June 21, 2013 12:37:04 PM
Carl Smith - email@example.com
Ten years ago, Alan Nunnelee faced a similar situation now looming over about 80 employees at West Point's Navistar Defense plant: job loss at no fault of their own.
The Golden Triangle plant is suspending production of armored vehicles due to federal sequestration cuts and the gradual wind-down of the almost 12-year war in Afghanistan.
The plant's employees were notified yesterday, and production lines will halt July 5. Shares of Navistar International fell 11 percent on the New York Stock Exchange following the announcement.
Nunnelee became unemployed in 1993 due to a corporate merger, he said. The now-U.S. congressman who represents Clay County called the experience one of the most devastating moments of his career.
"Unfortunately in a fluctuating economy, that's always a part of it. I know it's no consolation to those workers, but I hope they land on their feet quickly," he said.
While the Navistar situation seems bleak, officials point to workforce retraining as a spring board for unemployed workers to find mobility in the job market. Such programs at East Mississippi Community College are expected to play a large part in assisting workers rebound for other demanding industries, Golden Triangle Development Link CEO Joe Max Higgins said.
"At the end of the day, I don't think it gets any better than EMCC," he said. "They get in there, find out skillsets and weaknesses, and then get jobseekers built up so they're marketable for a variety of jobs."
"We're going to do our best (to assist workers). PACCAR is in hiring mode; there are a couple of others out there looking for skilled workers," Higgins added. "At the end of the day, these workers will get somewhere."
"Having toured the plant and seen their work, I know they're highly qualified, skilled workers," said Ron Maloney, Clay County's primary economic development representative with the Link. "I think they will have an easier time of finding new employment than other situations might have offered."

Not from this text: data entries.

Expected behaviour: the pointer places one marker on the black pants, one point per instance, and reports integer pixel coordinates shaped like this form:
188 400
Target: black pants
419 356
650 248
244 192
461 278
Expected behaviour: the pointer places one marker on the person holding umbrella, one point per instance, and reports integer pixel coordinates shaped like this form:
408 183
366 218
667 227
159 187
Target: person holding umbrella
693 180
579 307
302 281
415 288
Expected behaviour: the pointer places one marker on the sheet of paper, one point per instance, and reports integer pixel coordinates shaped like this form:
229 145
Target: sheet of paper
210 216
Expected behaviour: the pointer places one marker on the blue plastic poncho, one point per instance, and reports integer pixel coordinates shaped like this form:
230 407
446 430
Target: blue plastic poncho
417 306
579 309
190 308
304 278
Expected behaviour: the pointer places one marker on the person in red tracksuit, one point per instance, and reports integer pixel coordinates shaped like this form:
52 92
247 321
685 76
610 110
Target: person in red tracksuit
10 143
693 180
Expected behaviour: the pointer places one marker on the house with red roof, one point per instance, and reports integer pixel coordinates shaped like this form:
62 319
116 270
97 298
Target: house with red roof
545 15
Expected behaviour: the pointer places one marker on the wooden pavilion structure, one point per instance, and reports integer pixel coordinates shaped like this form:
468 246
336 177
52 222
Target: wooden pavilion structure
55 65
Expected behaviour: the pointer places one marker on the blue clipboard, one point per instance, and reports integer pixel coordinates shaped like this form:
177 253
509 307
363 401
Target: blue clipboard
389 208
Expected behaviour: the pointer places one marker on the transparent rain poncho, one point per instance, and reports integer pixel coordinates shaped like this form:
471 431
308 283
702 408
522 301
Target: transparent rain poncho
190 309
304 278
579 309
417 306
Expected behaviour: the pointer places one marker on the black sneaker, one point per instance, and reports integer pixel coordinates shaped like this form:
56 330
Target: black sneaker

While the workers' futures after July 5 are uncertain, economic developers look to the incoming Yokohama investment as potential for former Navistar employees to find jobs. The tire company's fourphase, $1.2 billion investment could create at least 2,000 jobs by 2023. Jobs are also expected to be created during construction efforts at the Prairie Belt Powersite.
The problem is unemployment relief isn't expected from the Yokohama project any time soon.
Construction on the first portion of the plant isn't expected to finish until 2015.
But industry losses remain seared in West Point and Clay County, an area affected by numerous closures in recent years. County unemployment numbers continuously remain among the state's highest. In April, the local jobless rate decreased to 17 percent, or approximately 1,260 unemployed workers.
Incoming Mayor Robbie Robinson said West Point residents will do what they've always done in the face of volatile economic times: remain resilient.
"Any time you lose an industry or one slows down, it produces a domino effect in our community. That's also 80 individuals and families affected, and I hate to see that for them," he said. "We're grateful that (Navistar) came along in the period they did and provided jobs, but I do regret this for those workers."
"We're remaining cautiously optimistic," West Point Chief Administrative Officer Randy Jones added.
"I wish we had a bunch of jobs open right now for them. Obviously if we have any resources come available (to assist Navistar workers find jobs), we'll be more than happy to assist."